There are platforms to test regex such as:
https://regexr.com/




### regex.findall() 
**regex.findall** function finds all patterns matching the regex.


See an example of tokenization using regex in the following code cell:

In [None]:
import regex
text = "Hello, I am studying computer science and this is my NLP course material."
regex.findall("\w+",text)

### regex.sub
Function **regex.sub** replaces a text with the patterns matched to the regex.

See an example in the following code cell:

In [None]:
import regex
text = "Hello, I am studying computer science and this is my NLP course material. Yay!! "
text = regex.sub(r"[\W]"," ",text) #replace non alphabetical and numbers with space
text =regex.sub(r"\s+"," ",text)#replace every sequences of spaces with only one space

print(text)


### regex.match 
Function **regex.match** puts parts of the matched regex which are distinguished by paranthesis in different groups.

See an example identifying a specific time pattern in the following code cell:

In [None]:
time = "12:05 PM Tuesday, September 01, 2020 (GMT+2)"

groups = regex.match("(\d{2}):(\d{2})",time)# \d matches digit and using {} you can choose the number of repetitions for instance \w{2-5} mins minimum 2 alphabetical characters and maximum 5 alphabetical characters
matched = groups[0]
hour = groups[1]
minutes = groups[2]
print(hour,"h",minutes)

4- **Observe and Reflect**  Please give an example of a pattern that can be considered by the regex correct in the example above (when extracting time) even though they are in fact not correct?


<p style="color:green;"><b>Type your response here<b><p>


5- **CODEIT** Edit the regex in the above code cell to  fix the problem you found with the pattern?

In [None]:

time = "12:05 PM Tuesday, September 01, 2020 (GMT+2)"

groups = regex.match("([0-1][0-9]|[2][0-3]):([0-5][0-9])",time)

matched = groups[0]
hour = groups[1]
minutes = groups[2]
print(hour,"h",minutes)


---

6- **CODE IT** In the following text from "Alice in wonderland" find where in text someone is quoted and their quote (as best as you can) by filling the regex in the match function.

 Note: make sure you use correct quotation characters

In [None]:
text ='''“Ugh!” said the Lory, with a shiver.

“I beg your pardon!” said the Mouse, frowning, but very politely: “Did
you speak?”

“Not I!” said the Lory hastily.

“I thought you did,” said the Mouse. “—I proceed. ‘Edwin and Morcar,
the earls of Mercia and Northumbria, declared for him: and even
Stigand, the patriotic archbishop of Canterbury, found it advisable—’”

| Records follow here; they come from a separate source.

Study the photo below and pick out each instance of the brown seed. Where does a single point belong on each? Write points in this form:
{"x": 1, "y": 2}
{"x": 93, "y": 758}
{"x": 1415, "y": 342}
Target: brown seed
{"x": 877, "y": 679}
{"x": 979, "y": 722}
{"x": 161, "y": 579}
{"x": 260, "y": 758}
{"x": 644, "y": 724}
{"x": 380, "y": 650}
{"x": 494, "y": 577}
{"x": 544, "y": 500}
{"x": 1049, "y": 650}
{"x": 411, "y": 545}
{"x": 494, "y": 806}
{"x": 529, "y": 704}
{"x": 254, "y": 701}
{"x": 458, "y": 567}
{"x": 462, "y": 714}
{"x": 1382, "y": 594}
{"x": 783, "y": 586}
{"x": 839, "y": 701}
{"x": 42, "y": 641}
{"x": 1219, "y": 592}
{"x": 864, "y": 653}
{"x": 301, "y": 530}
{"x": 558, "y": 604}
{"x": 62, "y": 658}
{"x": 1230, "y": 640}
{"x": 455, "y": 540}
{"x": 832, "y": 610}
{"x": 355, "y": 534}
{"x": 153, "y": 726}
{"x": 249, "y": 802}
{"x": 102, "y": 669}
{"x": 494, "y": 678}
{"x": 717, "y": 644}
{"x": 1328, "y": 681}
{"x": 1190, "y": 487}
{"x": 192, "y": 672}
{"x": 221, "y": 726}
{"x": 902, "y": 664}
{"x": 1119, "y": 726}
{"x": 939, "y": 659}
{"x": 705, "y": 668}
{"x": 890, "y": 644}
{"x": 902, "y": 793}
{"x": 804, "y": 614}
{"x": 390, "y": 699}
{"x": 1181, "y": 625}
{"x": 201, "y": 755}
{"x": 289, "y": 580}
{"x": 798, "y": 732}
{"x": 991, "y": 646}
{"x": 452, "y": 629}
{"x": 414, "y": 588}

“Found _what_?” said the Duck.

“Found _it_,” the Mouse replied rather crossly: “of course you know
what ‘it’ means.”

“I know what ‘it’ means well enough, when _I_ find a thing,” said the
Duck: “it’s generally a frog or a worm. The question is, what did the
archbishop find?”

The Mouse did not notice this question, but hurriedly went on, “‘—found
it advisable to go with Edgar Atheling to meet William and offer him
the crown. William’s conduct at first was moderate. But the insolence
of his Normans—’ How are you getting on now, my dear?” it continued,
turning to Alice as it spoke.

“As wet as ever,” said Alice in a melancholy tone: “it doesn’t seem to
dry me at all.”

“In that case,” said the Dodo solemnly, rising to its feet, “I move
that the meeting adjourn, for the immediate adoption of more energetic
remedies—”

“Speak English!” said the Eaglet. “I don’t know the meaning of half
those long words, and, what’s more, I don’t believe you do either!” And
the Eaglet bent down its head to hide a smile: some of the other birds
tittered audibly.

“What I was going to say,” said the Dodo in an offended tone, “was,
that the best thing to get us dry would be a Caucus-race.”

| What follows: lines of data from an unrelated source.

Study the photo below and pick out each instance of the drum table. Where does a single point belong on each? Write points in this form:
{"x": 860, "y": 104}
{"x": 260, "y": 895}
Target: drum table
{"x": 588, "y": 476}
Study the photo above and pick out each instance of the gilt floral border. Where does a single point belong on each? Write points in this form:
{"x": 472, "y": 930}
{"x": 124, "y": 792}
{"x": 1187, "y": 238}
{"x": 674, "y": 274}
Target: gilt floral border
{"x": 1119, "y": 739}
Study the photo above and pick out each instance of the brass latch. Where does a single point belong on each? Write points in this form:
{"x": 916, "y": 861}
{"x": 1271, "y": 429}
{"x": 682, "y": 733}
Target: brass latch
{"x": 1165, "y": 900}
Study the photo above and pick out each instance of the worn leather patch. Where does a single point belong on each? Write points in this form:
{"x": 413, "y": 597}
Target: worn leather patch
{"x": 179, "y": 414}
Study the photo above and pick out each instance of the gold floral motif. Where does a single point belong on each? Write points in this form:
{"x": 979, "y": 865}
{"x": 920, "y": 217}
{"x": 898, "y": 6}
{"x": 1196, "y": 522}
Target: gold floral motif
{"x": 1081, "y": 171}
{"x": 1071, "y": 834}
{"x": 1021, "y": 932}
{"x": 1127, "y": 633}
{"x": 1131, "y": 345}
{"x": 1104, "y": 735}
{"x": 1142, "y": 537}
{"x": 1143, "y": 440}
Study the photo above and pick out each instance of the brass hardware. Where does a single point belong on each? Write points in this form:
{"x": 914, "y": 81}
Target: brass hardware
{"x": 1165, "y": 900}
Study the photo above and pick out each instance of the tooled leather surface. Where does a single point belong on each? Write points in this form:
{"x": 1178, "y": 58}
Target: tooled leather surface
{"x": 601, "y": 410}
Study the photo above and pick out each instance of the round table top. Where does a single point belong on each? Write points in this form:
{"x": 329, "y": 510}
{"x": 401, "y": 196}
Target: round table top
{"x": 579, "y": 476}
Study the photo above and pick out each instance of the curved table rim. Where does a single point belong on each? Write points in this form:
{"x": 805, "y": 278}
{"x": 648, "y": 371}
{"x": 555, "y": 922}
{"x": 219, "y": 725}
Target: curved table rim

“What _is_ a Caucus-race?” said Alice; not that she wanted much to
know, but the Dodo had paused as if it thought that _somebody_ ought to
speak, and no one else seemed inclined to say anything.

“Why,” said the Dodo, “the best way to explain it is to do it.” (And,
as you might like to try the thing yourself, some winter day, I will
tell you how the Dodo managed it.)'''


def findSpeakerAndQuote(sentence):
    speaker = ""
    quote = ""
    try:
        print(sentence)
        #CODEIT: insert regex in match function below to find the speaker and the quotes in the above text as best as you can
        grouped = regex.match(r"(.*?) said ((the\s)?(\w+))",sentence)
        speaker = grouped[2]
        quote = grouped[1]
        print(speaker+" : "+quote)
        print("_"*20)
        
    except:
        pass
    
        
import regex


paragraphs = text.split("\n\n")
speaker_quotes=[findSpeakerAndQuote(paragraph) for paragraph in paragraphs]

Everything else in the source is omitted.